Once comfortable with the bowing composite, it’s time to add the left hand. The scale passages follow the same progressive pattern as the bowing composite to allow the player to evaluate their tension and intonation. In the first iteration, the bow moves in constant 16th notes while the left hand fingers the scale in a dotted eighth, sixteenth pattern. In the second iteration, the left hand fingers the scale in a sixteenth, dotted eighth pattern. Between the two versions the left hand will perform every shift needed to play the scale at the top of the page in time, however, breaking the shifts up rhythmically allows the player more time for preparation while still requiring that the shift be performed at tempo.
Thoughts on Shifting and Pivots
Each note on the fingerboard has a corresponding position of the body, arm, and hand which is unique to that note. When moving between them, the motion is similar to that of cracking a whip. The body moves first, followed by the arm, and lastly the hand.
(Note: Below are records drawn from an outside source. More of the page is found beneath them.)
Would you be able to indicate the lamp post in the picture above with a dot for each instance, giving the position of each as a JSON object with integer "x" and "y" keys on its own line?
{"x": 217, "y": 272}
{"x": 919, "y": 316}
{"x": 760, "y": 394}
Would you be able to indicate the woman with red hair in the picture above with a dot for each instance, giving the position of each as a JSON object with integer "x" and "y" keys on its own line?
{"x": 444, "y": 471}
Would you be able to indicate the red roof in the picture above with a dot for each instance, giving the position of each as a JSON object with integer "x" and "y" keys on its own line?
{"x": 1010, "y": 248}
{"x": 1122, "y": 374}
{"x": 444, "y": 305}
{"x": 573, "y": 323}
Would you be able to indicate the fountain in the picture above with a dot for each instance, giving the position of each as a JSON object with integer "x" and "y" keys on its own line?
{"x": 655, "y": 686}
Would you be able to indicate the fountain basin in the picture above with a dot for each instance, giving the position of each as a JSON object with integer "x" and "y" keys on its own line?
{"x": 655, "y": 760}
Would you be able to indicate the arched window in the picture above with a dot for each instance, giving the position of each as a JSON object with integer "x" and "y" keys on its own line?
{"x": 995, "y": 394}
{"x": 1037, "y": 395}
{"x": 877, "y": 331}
This sequence begins before the change in note which necessarily creates tension, the shifting motion is the means by which the tension is released.
Shifting to higher notes is more intuitive simpler than to lower notes because the shift operates in the direction of the gravity. Players often experience difficulty with shifts referred to as “hand-over-hand” in which rapid and successive downward shifts are played on a single string (in repertoire, excerpts from Mendelssohn 4 and Beethoven 3 are familiar examples). In these scenarios, try using a shifting motion in which the hand rotates out; such that the fourth finger rotates clockwise from the player’s perspective. This allows the elbow and forearm to precede the hand in raising to the new position on the neck and facilitates rapid, successive shifts. If this motion is unfamiliar, begin implementing it with 1-4 finger replacements before applying it to scale practice.
In pivots, the hand moves in the same direction for two consecutive notes; for example, a 1-2-4 pivot to play the notes B, C#, and D. From B to C#, the arm moves in the direction of the bridge preceding the finger placement. Moving from C# to D, the arm must move again toward the bridge. This requires it to come back toward the nut during the C# before it can move again towards the bridge. This motion happens rather quickly and feels similar to playing with vibrato. Without this motion, moving from C# to D, the fourth finger lacks the support added by the arm motion.